Is racial reconciliation a myth or a mission? This is the question that a group of Jacksonians came together to discuss at the Annual Human Relations Day Program of the Mary Church Terrell Literary Club, held at the Smith Robertson Museum and Cultural Center on April 14. The museum was formerly the Smith Robertson School, the first public school in Jackson for African Americans, and is the state's largest museum dedicated to the preserving of African-American culture.

Dr. Cora Norman, founding executive director of the Mississippi Humanities Council, began by praising the efforts of the Council in fighting for racial harmony. One of the Council's first objectives in 1973 was to improve education, a difficult task because school superintendents were leery of federal money, seeing it as tainted because it had to include everyone, blacks and whites.

"There was no place in our community where blacks and whites could get together, and a program bringing together all sides of an issue was unheard of," Norman said. The bi-racial Council, Norman said, has shown other states that Mississippi is capable of racial reconciliation: "We can't celebrate how far we've come without taking note of how much we've yet to achieve."

Rev. Canon David H. Johnson, a leader in the Episcopal diocese Mississippi, began by saying, "Growing up in Mississippi in the 1950s and '60s, I have what C.S. Lewis called 'Memories that bless and burn.'"

Following Johnson was Carthage native George Williams, a retired teacher at Hinds Community College, who spoke of his teaching experiences in Mississippi. Williams contrasted the friendly atmosphere at Tougaloo College where he began his education with the cold reception he received when he transferred to Ole Miss, where he was the only black in his classes. Referring to his time teaching at Coahoma Junior College in Clarksdale and Hinds Community College, he said, "Just having people in the same classroom doesn't mean reconciliation."

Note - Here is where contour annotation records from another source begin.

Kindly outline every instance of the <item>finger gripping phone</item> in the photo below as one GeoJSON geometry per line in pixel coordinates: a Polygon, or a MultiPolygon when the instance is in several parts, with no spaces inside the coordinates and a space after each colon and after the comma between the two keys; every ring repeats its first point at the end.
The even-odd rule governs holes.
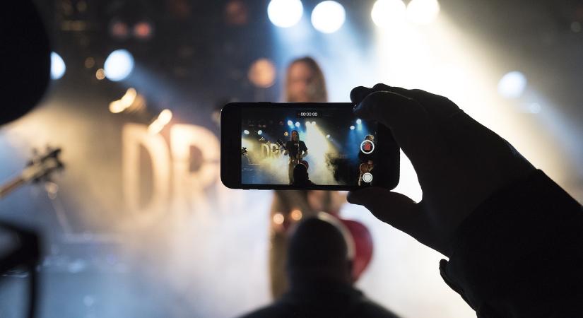
{"type": "Polygon", "coordinates": [[[349,102],[233,102],[220,113],[220,179],[232,189],[353,190],[399,183],[390,130],[349,102]]]}

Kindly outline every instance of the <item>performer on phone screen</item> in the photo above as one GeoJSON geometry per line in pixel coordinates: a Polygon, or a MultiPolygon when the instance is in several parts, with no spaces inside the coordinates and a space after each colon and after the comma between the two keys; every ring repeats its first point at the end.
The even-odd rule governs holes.
{"type": "Polygon", "coordinates": [[[285,143],[285,148],[283,155],[290,156],[290,163],[288,167],[288,175],[290,179],[290,184],[293,183],[293,168],[296,165],[302,163],[302,159],[307,155],[307,147],[305,143],[300,140],[300,134],[297,131],[293,130],[291,137],[285,143]]]}

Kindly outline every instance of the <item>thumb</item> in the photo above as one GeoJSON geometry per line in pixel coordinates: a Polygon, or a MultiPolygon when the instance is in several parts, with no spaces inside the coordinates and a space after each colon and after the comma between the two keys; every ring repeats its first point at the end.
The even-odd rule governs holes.
{"type": "Polygon", "coordinates": [[[348,202],[363,206],[379,220],[413,235],[423,227],[419,204],[408,196],[387,189],[370,187],[348,193],[348,202]]]}

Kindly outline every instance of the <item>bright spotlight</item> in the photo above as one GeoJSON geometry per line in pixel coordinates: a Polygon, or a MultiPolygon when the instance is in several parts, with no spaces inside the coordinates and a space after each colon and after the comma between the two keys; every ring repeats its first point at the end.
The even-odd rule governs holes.
{"type": "Polygon", "coordinates": [[[344,24],[346,18],[344,7],[336,1],[320,2],[312,11],[312,25],[324,33],[337,31],[344,24]]]}
{"type": "Polygon", "coordinates": [[[514,71],[502,76],[498,82],[498,93],[507,98],[520,97],[526,87],[526,77],[524,74],[514,71]]]}
{"type": "Polygon", "coordinates": [[[406,6],[401,0],[377,0],[372,6],[370,17],[377,26],[384,28],[402,20],[406,10],[406,6]]]}
{"type": "Polygon", "coordinates": [[[134,57],[127,50],[116,49],[105,59],[103,69],[110,81],[122,81],[134,69],[134,57]]]}
{"type": "Polygon", "coordinates": [[[271,0],[267,6],[267,16],[272,23],[280,28],[295,25],[304,13],[300,0],[271,0]]]}
{"type": "Polygon", "coordinates": [[[437,0],[411,0],[407,6],[407,17],[418,24],[433,22],[440,13],[437,0]]]}
{"type": "Polygon", "coordinates": [[[57,53],[51,52],[51,78],[55,80],[63,77],[65,73],[66,67],[65,66],[65,61],[57,53]]]}

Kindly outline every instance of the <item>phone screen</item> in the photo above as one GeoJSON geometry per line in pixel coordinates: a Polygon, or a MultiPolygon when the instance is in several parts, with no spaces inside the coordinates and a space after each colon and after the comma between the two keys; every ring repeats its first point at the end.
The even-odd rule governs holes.
{"type": "Polygon", "coordinates": [[[242,108],[241,184],[374,185],[377,124],[346,106],[242,108]]]}

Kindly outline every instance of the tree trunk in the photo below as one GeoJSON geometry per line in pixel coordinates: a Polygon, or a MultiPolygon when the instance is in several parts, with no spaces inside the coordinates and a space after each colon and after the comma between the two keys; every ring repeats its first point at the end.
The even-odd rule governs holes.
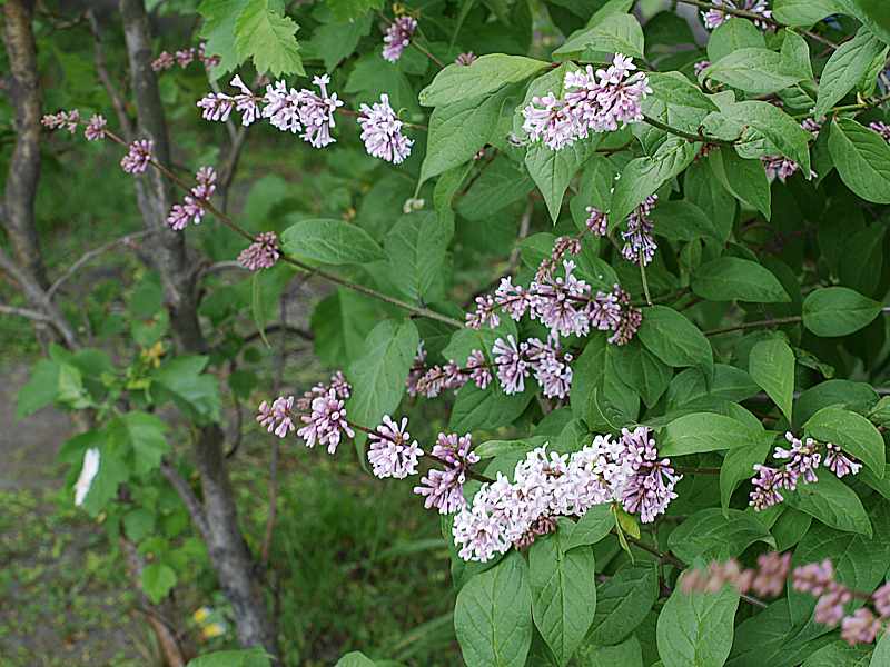
{"type": "Polygon", "coordinates": [[[16,148],[6,182],[4,226],[16,260],[41,288],[49,287],[34,229],[34,198],[40,179],[40,81],[31,30],[33,2],[2,3],[3,40],[9,58],[10,97],[16,108],[16,148]]]}
{"type": "MultiPolygon", "coordinates": [[[[139,121],[138,135],[155,142],[155,157],[170,163],[169,142],[157,80],[151,70],[151,37],[144,0],[120,0],[123,31],[139,121]]],[[[170,185],[157,171],[141,177],[139,207],[146,227],[159,230],[155,262],[172,311],[171,325],[180,347],[202,352],[207,344],[198,321],[194,262],[187,258],[181,232],[167,228],[170,185]]],[[[261,646],[277,656],[274,625],[263,599],[257,568],[238,527],[226,460],[224,436],[217,425],[200,429],[195,448],[201,479],[205,541],[219,584],[231,603],[244,646],[261,646]]]]}

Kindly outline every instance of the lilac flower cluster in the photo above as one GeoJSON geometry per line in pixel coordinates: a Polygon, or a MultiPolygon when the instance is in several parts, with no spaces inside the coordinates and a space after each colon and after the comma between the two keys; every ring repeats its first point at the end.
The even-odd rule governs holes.
{"type": "Polygon", "coordinates": [[[571,146],[590,132],[612,132],[643,120],[641,102],[652,92],[649,78],[636,69],[631,58],[615,53],[607,69],[594,72],[567,72],[566,93],[557,99],[552,92],[532,98],[523,109],[523,130],[532,141],[543,141],[552,150],[571,146]]]}
{"type": "Polygon", "coordinates": [[[719,28],[732,18],[733,14],[719,9],[720,7],[740,9],[763,17],[767,19],[765,21],[754,19],[754,26],[761,30],[769,30],[772,26],[769,20],[772,19],[772,11],[767,0],[712,0],[712,3],[718,7],[702,12],[704,27],[708,28],[708,30],[719,28]]]}
{"type": "Polygon", "coordinates": [[[572,355],[561,349],[555,336],[546,342],[530,338],[518,344],[513,335],[506,340],[498,338],[492,356],[504,394],[524,391],[525,379],[532,374],[547,398],[565,398],[572,389],[572,355]]]}
{"type": "Polygon", "coordinates": [[[383,93],[380,101],[370,107],[362,104],[358,125],[362,141],[372,157],[399,165],[411,155],[414,141],[402,133],[402,121],[389,106],[388,94],[383,93]]]}
{"type": "Polygon", "coordinates": [[[498,472],[472,505],[454,519],[453,536],[464,560],[485,563],[512,546],[528,546],[551,531],[558,516],[583,516],[591,507],[619,502],[652,521],[664,511],[680,476],[668,459],[657,460],[650,429],[624,429],[617,439],[596,436],[571,455],[530,451],[511,482],[498,472]]]}
{"type": "Polygon", "coordinates": [[[127,173],[144,173],[151,161],[151,149],[155,142],[150,139],[137,139],[127,149],[127,155],[120,159],[120,168],[127,173]]]}
{"type": "Polygon", "coordinates": [[[711,563],[708,570],[686,571],[681,579],[685,593],[718,593],[732,586],[739,593],[753,590],[758,595],[775,597],[782,594],[790,579],[794,590],[808,593],[817,598],[813,619],[829,627],[841,626],[841,638],[851,646],[871,644],[890,621],[890,584],[884,584],[872,594],[854,591],[835,578],[830,559],[811,563],[791,570],[791,554],[763,554],[758,558],[758,568],[743,569],[738,560],[711,563]],[[844,606],[860,599],[867,606],[847,614],[844,606]]]}
{"type": "Polygon", "coordinates": [[[609,342],[625,345],[642,323],[642,311],[631,306],[631,297],[615,285],[611,292],[597,291],[573,275],[575,263],[563,261],[564,277],[540,276],[525,289],[513,280],[501,279],[494,296],[476,297],[476,310],[466,315],[466,326],[479,329],[501,323],[498,309],[518,321],[527,312],[557,336],[587,336],[592,329],[612,331],[609,342]]]}
{"type": "Polygon", "coordinates": [[[884,141],[890,143],[890,125],[876,120],[869,123],[869,128],[878,132],[884,141]]]}
{"type": "Polygon", "coordinates": [[[454,514],[466,507],[464,482],[467,470],[479,461],[479,456],[472,451],[473,440],[469,434],[439,434],[433,445],[432,457],[445,466],[444,470],[432,468],[414,492],[423,496],[424,507],[435,507],[439,514],[454,514]]]}
{"type": "Polygon", "coordinates": [[[657,200],[657,195],[650,195],[627,216],[627,231],[621,235],[624,239],[621,253],[627,261],[645,267],[655,257],[659,246],[652,236],[653,223],[649,215],[655,208],[657,200]]]}
{"type": "Polygon", "coordinates": [[[334,454],[344,434],[355,437],[344,407],[350,394],[352,387],[338,371],[327,385],[316,385],[297,400],[293,396],[279,396],[271,404],[264,400],[256,419],[279,438],[297,430],[296,425],[301,422],[304,426],[297,430],[297,436],[307,447],[320,442],[327,445],[328,454],[334,454]]]}
{"type": "Polygon", "coordinates": [[[151,69],[156,72],[167,71],[172,69],[175,64],[186,69],[195,61],[204,63],[207,69],[214,68],[219,64],[219,56],[208,56],[206,53],[206,44],[201,43],[198,47],[188,49],[179,49],[174,53],[161,51],[158,57],[151,61],[151,69]]]}
{"type": "Polygon", "coordinates": [[[200,225],[206,212],[207,202],[216,191],[216,170],[201,167],[195,173],[197,183],[189,190],[182,203],[175,203],[167,215],[167,225],[177,231],[185,229],[189,220],[200,225]]]}
{"type": "Polygon", "coordinates": [[[389,28],[383,36],[384,60],[396,62],[402,58],[402,52],[411,43],[415,30],[417,30],[417,21],[411,17],[399,17],[389,23],[389,28]]]}
{"type": "Polygon", "coordinates": [[[790,447],[788,449],[777,447],[772,456],[775,459],[787,460],[787,464],[778,468],[760,464],[754,466],[758,475],[751,480],[754,488],[751,491],[750,505],[758,511],[782,502],[784,500],[782,489],[793,491],[799,482],[818,481],[815,470],[820,465],[838,477],[856,475],[862,468],[862,464],[831,442],[824,445],[823,454],[822,445],[812,438],[800,440],[789,431],[785,434],[785,439],[790,447]]]}
{"type": "Polygon", "coordinates": [[[278,236],[274,231],[258,233],[254,242],[238,255],[238,263],[248,271],[269,269],[275,266],[281,251],[278,248],[278,236]]]}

Williams, an original organizer of the Black Mississippians' Council on Higher Education, the community-based support group for the Ayers higher-education desegregation litigation, put his job on the line to speak out about the Ayers case.

Williams's experiences have made him more pessimistic about the current atmosphere in Mississippi and the direction the state is going. "I'm not as optimistic now as I was when I was leaving college. In the '80s, things changed. I've been discriminated against in business and been harassed by the police," Williams said.

The final panelist was Isaiah Madison, attorney and assistant professor of political science at Jackson State University. Madison, the original lead attorney for the Ayers case, began by emphasizing the importance of recognizing our mistakes and having a repentant attitude. "In unity, there is strength and in division, there is weakness," Madison said.

The root of inequality, Madison emphasized, goes deeper than race, with the root of the problem being greed and socio-economic discrimination. Mississippi's mindset that some are meant to be lords, others peasants, is European in nature. Madison said we now have "a republic by the rich, for the rich, instead of the people. Follow the money, and you'll find the source of the problem. Money dictates our morality or lack of it."

Madison, who is also a Methodist minister, affirmed the previous panelist's pessimism, saying that Mississippi is just as eaten up with conflict now as in 1962.

The panelists' remarks sparked discussion in the audience. Discrimination is not merely racial; it can be based on where a person is from, audience members said. An African-American woman in the audience told of how she was heartily accepted by her white students while she was teaching in the northeast U.S. until they found out she was a Mississippian. "My students respected what I had to say, but they were so down on Southerners. When I told them I was from Mississippi, they wouldn't respond to me. They couldn't accept me as a Mississippian," she said.

The overarching theme of the discussion was that fighting discrimination is a "mission," but overcoming it will remain a "myth" until people are willing to recognize and take responsibility for their errors and embrace an attitude of repentance.